All waited for the Supreme Judicial Court interpretations of the 2011 Act. The SJC declared the law to be proscriptive, applying to couples that divorced since the enactment of the Alimony law in March of 2012. With this proclamation was born one key group of dissenters— individuals divorced prior to March 2012 who were paying alimony. Ever since the 2015 SJC rulings, this group has being crying foul. They argue that the law was intended to redress the inequities of the old system, to provide justice for those who were saddled with the burden of paying alimony until death-do-us part. Last year a movement was launched to introduce a bill extending the terms and contingencies of the Alimony law –backwards as well as forward. Failing to get the bill passed in 2016, the group has mobilized again to push through their bill through this year– this time revising the bill in order to correct limitations on its retroactive application to couples divorced prior to March, 2012.
Yet for every group of dissenters, we can find another group who reject the dissenting motive and reasoning, in favor of their own grounded opinion. This group stands firm in believing that it would be an injustice to overturn deals that were struck, sometimes after years of wrangling and angst, and often, at significant expense. There are couples, they argue, who reached an agreement and thought it was settled. Sometimes in the process of negotiation, one party may have given up assets or other claims, for the security of long-term alimony. “ Is it fair,” they question,” to overturn one part of the ‘deal’ simply because the law was changed after they were divorced?” “How,” they ask, “can the law reach backwards, undoing previous settlements, and call this justice?”
Lest you think that dissension has focused only on those battling the timing (retroactive or proscriptive) for the Act Reforming Alimony, let me introduce you to another group—a group who has denounced the law from its inception. This is a group of individuals, primarily women, in long-term marriages with divorce occurring in their late fifties or sixties. This group has not coalesced into a coherent, formal action lobby. Indeed, it is not really a “group” in any sense of the word.
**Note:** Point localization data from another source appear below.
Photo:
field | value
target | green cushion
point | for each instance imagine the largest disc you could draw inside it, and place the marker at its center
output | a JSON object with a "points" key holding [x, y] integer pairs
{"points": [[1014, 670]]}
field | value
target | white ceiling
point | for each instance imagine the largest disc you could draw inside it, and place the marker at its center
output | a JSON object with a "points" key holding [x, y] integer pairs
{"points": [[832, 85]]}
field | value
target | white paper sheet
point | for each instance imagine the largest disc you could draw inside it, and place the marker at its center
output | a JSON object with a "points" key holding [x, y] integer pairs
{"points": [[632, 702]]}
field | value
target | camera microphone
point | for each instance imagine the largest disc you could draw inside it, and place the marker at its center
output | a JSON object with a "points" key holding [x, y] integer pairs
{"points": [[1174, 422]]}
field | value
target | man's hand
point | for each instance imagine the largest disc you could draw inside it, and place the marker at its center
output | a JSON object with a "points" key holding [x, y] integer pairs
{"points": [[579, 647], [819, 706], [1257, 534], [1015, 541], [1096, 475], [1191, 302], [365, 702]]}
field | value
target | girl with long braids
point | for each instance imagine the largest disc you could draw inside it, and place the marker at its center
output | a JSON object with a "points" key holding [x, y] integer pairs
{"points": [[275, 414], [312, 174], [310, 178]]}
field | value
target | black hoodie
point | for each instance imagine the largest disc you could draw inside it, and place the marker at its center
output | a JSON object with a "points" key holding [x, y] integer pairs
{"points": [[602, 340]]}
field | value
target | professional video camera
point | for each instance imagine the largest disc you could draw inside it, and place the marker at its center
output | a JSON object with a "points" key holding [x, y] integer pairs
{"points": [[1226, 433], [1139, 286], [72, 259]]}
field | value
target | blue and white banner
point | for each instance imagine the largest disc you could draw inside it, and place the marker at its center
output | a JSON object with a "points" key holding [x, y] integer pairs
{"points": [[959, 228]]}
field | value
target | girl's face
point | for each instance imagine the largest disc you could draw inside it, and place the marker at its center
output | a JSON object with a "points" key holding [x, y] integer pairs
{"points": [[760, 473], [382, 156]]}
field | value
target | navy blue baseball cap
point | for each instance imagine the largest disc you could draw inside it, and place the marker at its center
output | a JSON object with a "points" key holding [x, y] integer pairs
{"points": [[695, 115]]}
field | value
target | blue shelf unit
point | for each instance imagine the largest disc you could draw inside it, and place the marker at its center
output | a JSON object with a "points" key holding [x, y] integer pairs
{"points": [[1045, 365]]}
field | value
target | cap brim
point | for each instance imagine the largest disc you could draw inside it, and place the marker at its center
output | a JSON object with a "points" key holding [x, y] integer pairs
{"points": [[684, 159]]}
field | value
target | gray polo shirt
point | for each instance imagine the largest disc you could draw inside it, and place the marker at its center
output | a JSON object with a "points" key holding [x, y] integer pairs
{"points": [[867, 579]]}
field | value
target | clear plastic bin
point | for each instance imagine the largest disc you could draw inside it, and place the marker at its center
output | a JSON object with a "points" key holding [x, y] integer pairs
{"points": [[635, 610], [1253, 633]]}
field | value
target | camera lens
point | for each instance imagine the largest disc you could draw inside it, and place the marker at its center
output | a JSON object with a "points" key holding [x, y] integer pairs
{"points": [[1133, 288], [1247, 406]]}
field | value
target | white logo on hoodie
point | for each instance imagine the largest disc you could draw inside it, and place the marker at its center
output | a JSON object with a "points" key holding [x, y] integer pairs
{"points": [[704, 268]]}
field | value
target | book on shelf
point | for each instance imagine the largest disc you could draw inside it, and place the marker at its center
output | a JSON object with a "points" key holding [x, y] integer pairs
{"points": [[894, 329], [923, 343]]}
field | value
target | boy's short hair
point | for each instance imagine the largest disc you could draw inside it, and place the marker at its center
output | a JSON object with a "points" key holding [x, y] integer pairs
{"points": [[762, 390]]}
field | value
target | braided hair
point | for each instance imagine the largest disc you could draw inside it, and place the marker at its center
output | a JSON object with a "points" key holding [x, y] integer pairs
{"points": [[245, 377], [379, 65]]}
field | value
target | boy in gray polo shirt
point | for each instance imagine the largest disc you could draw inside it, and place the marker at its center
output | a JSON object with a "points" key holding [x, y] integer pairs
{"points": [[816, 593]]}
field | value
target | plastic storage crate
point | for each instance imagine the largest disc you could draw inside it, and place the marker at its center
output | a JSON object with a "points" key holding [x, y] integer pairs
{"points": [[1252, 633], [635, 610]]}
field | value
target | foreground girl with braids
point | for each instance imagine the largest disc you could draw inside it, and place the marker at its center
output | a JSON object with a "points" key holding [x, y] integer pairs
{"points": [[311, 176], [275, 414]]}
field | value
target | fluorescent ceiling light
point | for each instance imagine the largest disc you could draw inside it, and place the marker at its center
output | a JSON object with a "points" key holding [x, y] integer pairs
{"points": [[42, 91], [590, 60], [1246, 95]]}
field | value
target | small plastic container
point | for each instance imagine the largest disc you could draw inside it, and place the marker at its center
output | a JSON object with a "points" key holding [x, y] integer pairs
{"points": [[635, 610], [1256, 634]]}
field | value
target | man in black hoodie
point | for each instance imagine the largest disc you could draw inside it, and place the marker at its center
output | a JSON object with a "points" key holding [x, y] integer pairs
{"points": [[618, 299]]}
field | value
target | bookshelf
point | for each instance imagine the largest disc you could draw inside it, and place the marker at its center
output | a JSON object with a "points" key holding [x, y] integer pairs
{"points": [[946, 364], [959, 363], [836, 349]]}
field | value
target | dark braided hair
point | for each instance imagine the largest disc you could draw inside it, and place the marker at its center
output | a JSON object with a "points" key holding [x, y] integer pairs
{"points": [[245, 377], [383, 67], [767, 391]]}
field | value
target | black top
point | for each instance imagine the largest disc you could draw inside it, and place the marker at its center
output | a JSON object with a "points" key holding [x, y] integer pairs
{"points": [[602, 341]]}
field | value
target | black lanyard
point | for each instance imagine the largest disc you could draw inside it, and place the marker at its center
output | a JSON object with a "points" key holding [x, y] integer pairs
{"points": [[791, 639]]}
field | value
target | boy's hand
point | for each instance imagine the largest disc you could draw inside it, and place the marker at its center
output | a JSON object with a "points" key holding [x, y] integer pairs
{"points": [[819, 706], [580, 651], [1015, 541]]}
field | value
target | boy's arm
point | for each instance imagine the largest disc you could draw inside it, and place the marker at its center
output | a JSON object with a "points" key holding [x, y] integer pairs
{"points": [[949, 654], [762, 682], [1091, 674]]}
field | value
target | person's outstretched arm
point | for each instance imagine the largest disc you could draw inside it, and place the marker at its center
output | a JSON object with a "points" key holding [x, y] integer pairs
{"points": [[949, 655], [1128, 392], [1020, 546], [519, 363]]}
Instead, these dissenters are typically lone individuals, who discover at the time of divorce, that the payment of alimony will terminate when their spouse has reached full social security retirement (somewhere between 65 and 67), regardless of the spouse’s actual retirement. If the spouse in fact does retire at this time, then an objection would be hard to mount. If, however, the spouse continues to work and, by doing so, he or she, is able to enjoy an enhanced life style, this is where the anger bubbles over. Last year a bill was introduced to deal with the extension of alimony for divorcing individuals in long-term marriage who were adversely affected by this termination of alimony, unrelated to the payor spouse’s actual retirement. The bill did not pass and has not been re-introduced.
It is not hard to find stories of unfairness voiced by “members” of these two groups. Individual incidents of injustice should, and do, elicit sympathetic responses. It is also not hard to understand that any law, regardless of the efforts of its well-intended framers, will impact negatively, even unfairly, on some of the individuals touched by its reach. Yet, couples do have personal power; they can address a particular inequity by reaching a different agreement; they can consider notions of fairness and equity and try to balance the scales. While this may sound like fairy tale goodness, perhaps a trait not held by the vast majority of divorcing individuals, I would argue, as a mediator, that individuals can and do recognize injustice and are indeed capable of fashioning an agreement that responds to personal needs and concerns and is fair.
The Act Reforming Alimony, regardless of its dissenters, regardless of current and future bills posed and even adopted, does not prevent couples from addressing justice for themselves and their family. And, even more to the point, this can and does occur when couples are helped to see the larger picture, to look beyond their present day anger and even fear, to consider the future financial implications, as well as the fairness, of their decisions. Lofty as this sounds, couples, even those who have trouble communicating, can achieve this objective and feel all the better for their accomplishment.